1. What are the core values that drive your work?
It sounds so simple, but when someone is holding a box of Frolic & Detour cookies, I want them to feel the same total happiness they felt as a kid eating their favorite foods. I actually think about the Happy Meal a lot — how perfect the name is, its distinct smell, the certainty of how good that little hamburger is going to taste, and the surprise of the toy inside (I really wish I had kept all my mini Beanie Babies!). As I go about baking and thinking about what I want Frolic & Detour to become, I keep in mind the values of happiness, accessibility, and perfecting a small menu that people can rely on.
2. How do you create healthy boundaries between your personal life and work-life?

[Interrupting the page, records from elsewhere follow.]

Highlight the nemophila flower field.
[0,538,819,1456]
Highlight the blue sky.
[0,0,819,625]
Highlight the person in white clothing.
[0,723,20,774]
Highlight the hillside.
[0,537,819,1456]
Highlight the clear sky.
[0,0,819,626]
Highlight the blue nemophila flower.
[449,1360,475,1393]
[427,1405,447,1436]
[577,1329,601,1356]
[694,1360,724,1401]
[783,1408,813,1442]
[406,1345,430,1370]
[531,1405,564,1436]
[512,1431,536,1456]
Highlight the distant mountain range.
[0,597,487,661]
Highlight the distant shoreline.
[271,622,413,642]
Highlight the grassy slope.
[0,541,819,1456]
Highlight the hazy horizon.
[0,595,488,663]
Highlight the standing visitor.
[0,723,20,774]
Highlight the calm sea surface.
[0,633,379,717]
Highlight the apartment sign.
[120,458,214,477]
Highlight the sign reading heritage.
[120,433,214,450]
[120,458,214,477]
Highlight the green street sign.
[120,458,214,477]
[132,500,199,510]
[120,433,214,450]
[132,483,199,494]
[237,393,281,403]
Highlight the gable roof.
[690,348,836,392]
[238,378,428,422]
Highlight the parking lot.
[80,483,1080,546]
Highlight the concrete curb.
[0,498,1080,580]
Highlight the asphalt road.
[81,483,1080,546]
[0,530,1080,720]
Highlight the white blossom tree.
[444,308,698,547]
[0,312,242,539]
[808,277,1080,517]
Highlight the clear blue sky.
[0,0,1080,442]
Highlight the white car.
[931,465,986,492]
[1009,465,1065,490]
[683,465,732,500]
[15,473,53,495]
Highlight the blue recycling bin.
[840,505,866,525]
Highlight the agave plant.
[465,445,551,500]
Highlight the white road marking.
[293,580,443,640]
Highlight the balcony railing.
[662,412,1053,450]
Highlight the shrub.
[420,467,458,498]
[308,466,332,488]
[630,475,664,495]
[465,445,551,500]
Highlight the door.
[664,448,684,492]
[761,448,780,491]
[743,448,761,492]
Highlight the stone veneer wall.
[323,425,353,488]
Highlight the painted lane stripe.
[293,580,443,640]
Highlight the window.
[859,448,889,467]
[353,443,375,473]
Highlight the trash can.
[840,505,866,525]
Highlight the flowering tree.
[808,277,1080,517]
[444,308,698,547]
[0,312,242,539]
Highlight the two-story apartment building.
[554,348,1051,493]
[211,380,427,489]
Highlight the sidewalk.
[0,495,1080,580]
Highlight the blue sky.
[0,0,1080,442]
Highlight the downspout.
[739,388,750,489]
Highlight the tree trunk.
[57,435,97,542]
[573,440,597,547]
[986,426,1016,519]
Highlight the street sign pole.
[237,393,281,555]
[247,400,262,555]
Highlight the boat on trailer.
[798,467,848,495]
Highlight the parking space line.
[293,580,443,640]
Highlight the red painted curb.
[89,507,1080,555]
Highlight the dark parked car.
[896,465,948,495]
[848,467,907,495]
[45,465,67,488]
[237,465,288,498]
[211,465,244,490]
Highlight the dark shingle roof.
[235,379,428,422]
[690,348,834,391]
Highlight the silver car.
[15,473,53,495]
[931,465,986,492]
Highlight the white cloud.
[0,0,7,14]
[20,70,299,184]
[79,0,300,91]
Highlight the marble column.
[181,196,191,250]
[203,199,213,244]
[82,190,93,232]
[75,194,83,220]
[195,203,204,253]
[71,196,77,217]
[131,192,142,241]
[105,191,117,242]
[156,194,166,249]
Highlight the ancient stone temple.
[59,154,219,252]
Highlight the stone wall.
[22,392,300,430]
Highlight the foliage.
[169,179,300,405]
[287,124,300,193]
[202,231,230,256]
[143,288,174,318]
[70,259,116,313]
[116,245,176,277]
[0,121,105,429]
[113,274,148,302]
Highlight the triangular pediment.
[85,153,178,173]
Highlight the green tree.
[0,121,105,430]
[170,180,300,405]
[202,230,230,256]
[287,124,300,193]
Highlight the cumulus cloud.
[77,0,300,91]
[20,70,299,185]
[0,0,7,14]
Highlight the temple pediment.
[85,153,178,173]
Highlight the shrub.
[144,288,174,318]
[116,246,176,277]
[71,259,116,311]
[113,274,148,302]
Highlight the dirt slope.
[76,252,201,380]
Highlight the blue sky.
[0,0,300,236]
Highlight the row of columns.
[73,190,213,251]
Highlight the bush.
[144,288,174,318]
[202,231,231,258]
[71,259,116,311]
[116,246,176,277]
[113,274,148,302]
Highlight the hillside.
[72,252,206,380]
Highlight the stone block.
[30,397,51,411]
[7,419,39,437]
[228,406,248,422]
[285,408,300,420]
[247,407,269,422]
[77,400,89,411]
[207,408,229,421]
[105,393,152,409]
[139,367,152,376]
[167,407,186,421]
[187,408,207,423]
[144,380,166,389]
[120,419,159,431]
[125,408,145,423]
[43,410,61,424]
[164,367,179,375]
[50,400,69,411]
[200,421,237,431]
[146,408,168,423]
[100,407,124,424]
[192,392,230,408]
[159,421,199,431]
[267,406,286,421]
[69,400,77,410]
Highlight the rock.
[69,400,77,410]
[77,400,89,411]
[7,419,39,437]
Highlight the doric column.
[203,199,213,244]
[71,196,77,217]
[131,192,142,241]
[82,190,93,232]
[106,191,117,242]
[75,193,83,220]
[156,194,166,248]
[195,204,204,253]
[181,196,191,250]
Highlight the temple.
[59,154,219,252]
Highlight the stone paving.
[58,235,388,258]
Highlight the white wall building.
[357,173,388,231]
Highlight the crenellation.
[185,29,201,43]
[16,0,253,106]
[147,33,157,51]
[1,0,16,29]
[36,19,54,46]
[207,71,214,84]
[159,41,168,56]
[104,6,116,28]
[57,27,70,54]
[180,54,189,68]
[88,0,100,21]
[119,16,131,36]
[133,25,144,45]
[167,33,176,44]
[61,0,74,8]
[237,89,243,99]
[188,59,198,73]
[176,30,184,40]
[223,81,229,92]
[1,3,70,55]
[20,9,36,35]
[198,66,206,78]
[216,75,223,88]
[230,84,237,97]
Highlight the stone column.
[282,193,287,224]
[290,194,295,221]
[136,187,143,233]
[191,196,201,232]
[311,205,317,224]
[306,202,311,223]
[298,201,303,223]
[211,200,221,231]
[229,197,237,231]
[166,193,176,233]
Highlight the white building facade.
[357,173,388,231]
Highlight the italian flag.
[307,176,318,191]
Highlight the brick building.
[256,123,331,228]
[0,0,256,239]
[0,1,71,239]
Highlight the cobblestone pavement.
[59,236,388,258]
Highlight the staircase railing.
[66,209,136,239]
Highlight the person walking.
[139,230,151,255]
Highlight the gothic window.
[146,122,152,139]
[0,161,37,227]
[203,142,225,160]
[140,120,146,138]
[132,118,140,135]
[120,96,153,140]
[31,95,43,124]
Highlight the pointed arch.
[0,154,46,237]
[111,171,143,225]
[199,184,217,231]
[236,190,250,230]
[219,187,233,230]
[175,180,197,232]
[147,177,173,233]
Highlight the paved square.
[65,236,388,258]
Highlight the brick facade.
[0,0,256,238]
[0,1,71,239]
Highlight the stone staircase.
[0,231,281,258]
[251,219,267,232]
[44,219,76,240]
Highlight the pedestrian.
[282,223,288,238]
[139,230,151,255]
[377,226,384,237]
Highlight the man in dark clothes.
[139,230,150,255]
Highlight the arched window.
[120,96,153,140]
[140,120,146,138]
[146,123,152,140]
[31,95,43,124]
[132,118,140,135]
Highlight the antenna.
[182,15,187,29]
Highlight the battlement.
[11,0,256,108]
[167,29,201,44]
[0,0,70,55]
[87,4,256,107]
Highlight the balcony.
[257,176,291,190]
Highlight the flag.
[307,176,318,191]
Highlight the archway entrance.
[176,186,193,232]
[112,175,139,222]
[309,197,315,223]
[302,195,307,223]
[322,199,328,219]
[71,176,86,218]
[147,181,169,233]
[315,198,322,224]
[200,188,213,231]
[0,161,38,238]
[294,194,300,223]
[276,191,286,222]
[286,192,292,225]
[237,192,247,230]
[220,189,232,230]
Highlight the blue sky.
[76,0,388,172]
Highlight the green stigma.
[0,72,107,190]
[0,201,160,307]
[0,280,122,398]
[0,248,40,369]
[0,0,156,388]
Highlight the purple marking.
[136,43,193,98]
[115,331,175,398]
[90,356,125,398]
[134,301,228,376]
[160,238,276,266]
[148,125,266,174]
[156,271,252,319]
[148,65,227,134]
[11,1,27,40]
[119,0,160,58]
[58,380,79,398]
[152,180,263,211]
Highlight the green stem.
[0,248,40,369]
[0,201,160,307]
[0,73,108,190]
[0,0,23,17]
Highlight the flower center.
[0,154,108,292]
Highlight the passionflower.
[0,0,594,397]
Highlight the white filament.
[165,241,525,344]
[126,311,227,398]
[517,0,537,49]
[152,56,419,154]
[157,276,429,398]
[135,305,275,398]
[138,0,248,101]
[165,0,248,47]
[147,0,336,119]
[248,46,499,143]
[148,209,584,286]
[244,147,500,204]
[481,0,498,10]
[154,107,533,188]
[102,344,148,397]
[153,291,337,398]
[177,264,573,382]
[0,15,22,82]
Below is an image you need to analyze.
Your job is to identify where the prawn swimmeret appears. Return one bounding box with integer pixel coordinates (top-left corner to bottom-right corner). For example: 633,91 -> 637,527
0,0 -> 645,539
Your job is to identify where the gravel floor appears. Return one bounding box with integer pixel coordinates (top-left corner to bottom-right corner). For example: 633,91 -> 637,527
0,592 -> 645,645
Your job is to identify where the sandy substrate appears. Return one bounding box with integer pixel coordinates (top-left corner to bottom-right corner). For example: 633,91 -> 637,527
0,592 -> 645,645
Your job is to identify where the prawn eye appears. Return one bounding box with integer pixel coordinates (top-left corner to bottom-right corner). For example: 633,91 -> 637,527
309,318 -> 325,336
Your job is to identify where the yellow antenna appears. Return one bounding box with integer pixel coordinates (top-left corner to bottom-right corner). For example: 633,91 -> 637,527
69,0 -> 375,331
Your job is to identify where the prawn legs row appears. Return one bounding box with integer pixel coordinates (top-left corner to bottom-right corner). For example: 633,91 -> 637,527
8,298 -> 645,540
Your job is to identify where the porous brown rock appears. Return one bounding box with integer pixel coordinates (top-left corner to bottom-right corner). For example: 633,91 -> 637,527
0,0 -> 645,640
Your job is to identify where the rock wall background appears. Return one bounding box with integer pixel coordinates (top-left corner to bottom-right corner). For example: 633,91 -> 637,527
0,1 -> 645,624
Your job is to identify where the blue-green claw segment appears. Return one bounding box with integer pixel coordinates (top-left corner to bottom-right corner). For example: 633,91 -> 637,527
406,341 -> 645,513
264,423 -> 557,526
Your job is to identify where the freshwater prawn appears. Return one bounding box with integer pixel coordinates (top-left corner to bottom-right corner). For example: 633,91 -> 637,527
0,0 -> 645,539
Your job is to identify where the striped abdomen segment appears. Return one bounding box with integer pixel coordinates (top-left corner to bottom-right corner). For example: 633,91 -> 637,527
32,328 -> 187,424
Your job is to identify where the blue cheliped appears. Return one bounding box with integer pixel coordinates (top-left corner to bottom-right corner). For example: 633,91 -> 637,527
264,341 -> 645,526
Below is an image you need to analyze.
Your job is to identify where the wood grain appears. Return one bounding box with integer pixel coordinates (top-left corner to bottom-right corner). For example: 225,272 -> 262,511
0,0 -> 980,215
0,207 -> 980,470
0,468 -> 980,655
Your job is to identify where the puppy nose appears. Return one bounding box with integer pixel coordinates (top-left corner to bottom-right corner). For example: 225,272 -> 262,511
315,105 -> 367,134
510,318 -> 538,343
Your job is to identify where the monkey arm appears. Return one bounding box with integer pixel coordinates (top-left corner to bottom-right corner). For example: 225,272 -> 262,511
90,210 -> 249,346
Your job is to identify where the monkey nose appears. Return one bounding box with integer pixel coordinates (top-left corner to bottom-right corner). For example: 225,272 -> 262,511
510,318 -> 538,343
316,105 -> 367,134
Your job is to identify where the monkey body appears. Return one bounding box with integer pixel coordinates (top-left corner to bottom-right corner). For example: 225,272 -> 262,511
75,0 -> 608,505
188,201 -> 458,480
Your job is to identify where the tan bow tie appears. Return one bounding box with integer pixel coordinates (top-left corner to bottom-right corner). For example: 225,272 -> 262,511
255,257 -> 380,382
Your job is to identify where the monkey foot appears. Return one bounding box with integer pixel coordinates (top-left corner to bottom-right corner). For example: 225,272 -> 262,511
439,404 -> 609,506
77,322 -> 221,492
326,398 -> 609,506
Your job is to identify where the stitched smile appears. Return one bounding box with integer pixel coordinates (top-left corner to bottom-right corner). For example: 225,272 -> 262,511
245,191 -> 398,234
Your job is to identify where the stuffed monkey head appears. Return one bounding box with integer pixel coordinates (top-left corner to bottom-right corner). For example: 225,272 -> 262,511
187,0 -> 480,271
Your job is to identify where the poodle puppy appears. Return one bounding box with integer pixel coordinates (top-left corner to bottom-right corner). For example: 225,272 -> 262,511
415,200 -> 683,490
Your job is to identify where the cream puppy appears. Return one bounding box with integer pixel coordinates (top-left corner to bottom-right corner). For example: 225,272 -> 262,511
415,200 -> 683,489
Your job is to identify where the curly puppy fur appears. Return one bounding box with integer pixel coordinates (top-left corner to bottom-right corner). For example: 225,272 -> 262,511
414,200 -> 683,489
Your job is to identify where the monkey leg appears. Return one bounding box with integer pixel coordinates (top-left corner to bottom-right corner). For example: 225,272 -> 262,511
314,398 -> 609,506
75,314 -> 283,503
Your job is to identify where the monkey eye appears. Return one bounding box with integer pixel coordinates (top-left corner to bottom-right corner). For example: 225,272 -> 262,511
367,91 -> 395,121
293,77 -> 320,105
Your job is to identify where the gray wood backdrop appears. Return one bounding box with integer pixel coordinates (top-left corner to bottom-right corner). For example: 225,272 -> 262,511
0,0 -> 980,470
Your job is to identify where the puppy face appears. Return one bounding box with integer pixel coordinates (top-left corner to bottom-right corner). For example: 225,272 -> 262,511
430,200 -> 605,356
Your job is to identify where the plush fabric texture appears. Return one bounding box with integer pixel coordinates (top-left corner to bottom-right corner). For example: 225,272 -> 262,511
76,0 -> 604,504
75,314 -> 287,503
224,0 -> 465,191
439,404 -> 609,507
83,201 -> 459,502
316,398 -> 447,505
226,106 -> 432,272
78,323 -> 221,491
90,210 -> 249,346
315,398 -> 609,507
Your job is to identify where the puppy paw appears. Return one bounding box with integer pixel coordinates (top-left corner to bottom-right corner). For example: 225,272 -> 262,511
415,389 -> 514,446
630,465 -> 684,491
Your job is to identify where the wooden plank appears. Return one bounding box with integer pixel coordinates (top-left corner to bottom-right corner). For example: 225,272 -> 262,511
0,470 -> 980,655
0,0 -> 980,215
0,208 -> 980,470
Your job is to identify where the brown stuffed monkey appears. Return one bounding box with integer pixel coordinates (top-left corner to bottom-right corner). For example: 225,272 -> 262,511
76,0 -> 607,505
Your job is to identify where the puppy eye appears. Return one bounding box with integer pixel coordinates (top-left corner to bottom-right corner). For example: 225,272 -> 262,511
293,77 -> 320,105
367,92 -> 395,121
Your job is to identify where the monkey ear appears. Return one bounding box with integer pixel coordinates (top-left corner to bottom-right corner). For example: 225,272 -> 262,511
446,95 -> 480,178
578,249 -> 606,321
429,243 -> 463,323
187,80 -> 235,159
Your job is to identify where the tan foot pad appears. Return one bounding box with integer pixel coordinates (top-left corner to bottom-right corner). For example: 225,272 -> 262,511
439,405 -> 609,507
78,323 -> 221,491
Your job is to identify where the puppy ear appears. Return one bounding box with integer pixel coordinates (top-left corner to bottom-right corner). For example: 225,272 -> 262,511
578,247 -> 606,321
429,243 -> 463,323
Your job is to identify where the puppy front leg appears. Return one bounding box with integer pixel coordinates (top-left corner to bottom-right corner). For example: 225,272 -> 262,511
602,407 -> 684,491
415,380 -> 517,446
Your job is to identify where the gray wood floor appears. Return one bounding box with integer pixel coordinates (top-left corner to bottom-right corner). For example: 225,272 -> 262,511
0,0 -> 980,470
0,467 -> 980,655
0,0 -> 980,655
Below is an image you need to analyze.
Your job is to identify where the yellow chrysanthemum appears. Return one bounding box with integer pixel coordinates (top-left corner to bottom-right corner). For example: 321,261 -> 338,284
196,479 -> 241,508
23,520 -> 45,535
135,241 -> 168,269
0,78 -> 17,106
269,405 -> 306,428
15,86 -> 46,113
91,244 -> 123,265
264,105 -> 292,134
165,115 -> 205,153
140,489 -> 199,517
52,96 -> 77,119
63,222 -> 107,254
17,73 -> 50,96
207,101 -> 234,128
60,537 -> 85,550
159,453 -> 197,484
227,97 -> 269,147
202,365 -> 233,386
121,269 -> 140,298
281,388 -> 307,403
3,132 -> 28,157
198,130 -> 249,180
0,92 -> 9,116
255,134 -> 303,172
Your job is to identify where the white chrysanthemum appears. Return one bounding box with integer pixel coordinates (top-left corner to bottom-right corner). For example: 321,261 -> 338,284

I admittedly have a hard time with this. There is a scene from The Office where Michael Scott says something like "business is the most personal thing in the world," and while I get that this is a joke, some days it kind of resonates. I'm just getting started, and I often feel like I am the business and the business is me, and that everything is a giant blur and that time is a rubber band. For the record, I was very good at enforcing boundaries between work and personal life at my old office jobs, partly because I didn't care about those jobs. But when you have your own business, a switch flips, and I'm not saying work won't feel like work anymore, just that you'll have a much, much bigger appetite for it.
3. What would you say to someone who is thinking of starting their own business?
Three things helped me start Frolic & Detour Bakery. First, I did a lot of informational interviews with small business owners. I still do these, and there's a lady in Texas who has a vegan ice cream business who I really want to chat with! People are generally happy to share their experiences, and listening to others' stories about starting new businesses is always educational and inspiring. I also recommend taking a business planning class. I took one in San Francisco with the Renaissance Entrepreneurship Center, and it was unbelievably helpful and made me consider all sorts of aspects of running a small business that I had previously been oblivious to. Lastly, if the business you want to start is a departure from your current work experience, I think it's important to work a couple jobs in the new field you want to start your business in so that you know what you're getting into.
4. What is a new skill or hobby you want to conquer next?
I really want to be good at camping and backpacking, like know how to tie proper knots and when to use them, how to build a small cooking campfire, and how to read a topographic map. My husband Michael introduced me to camping, and it's still a new-ish hobby to me. It's fun to let go of everything for a bit, be surrounded by trees all day, jump into lakes, and look at the stars at night.
5. What does the world need more of?
Hugs, snail mail, and the first three seasons of The Office need to be back on Netflix.